28-03-2009
La guerra de minas es casi tan antigua como la guerra misma. Ya 500 años antes de Cristo está documentado el uso en China de galerías excavadas bajo los muros de una ciudad sitiada con el fin de socavar sus cimientos y abrir de esta forma brechas en los muros defensivos al derrumbarse éstos, como paso previo y necesario a un asalto general. Desde entonces, cada vez que un asedio se ha prolongado y se ha considerado insuficiente para rendir una plaza el bombardeo o el simple asalto directo, se han excavado galerías bajo sus muros. En la antigüedad, se procedía al derrumbe de los muros quemando los maderos que servían de entibación al horno de mina (el extremo final de la mina); con la llegada de la pólvora, se llenaba el horno de mina de explosivo y se hacía detonar, consiguiendo un mayor efecto.
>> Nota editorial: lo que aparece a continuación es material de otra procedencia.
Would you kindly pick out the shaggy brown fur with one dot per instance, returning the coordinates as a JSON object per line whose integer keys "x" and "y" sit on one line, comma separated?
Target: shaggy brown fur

Alguien podría pensar que con la llegada de la artillería moderna de grueso calibre este primitivo sistema de guerra de posiciones había llegado a su fin. Nada más alejado de la realidad; muchas fortificaciones modernas de bajo perfil con espesos muros de tierra habían demostrado ser bastante eficaces frente a los cañones a finales del siglo XIX y principios del XX, de manera que en 1914 la táctica del minado y las unidades de minadores seguían en plena vigencia.
La guerra de minas fue muy empleada en la Gran Guerra, aunque pocas veces con resultados claramente satisfactorios. La estabilización y posterior atasco tanto en el Frente Occidental como en el Frente Alpino, y la aparición de fortificaciones de campaña (sistema de trincheras) cada vez más densas y complejas, junto con la escasez de artillería pesada en muchos sectores y la necesidad de atacar por sorpresa al enemigo (sorpresa que era imposible si antes del asalto se había bombardeado durante horas o días), hicieron que en muchos sectores y durante cierto tiempo se practicara de forma intensa este antiguo sistema de lucha.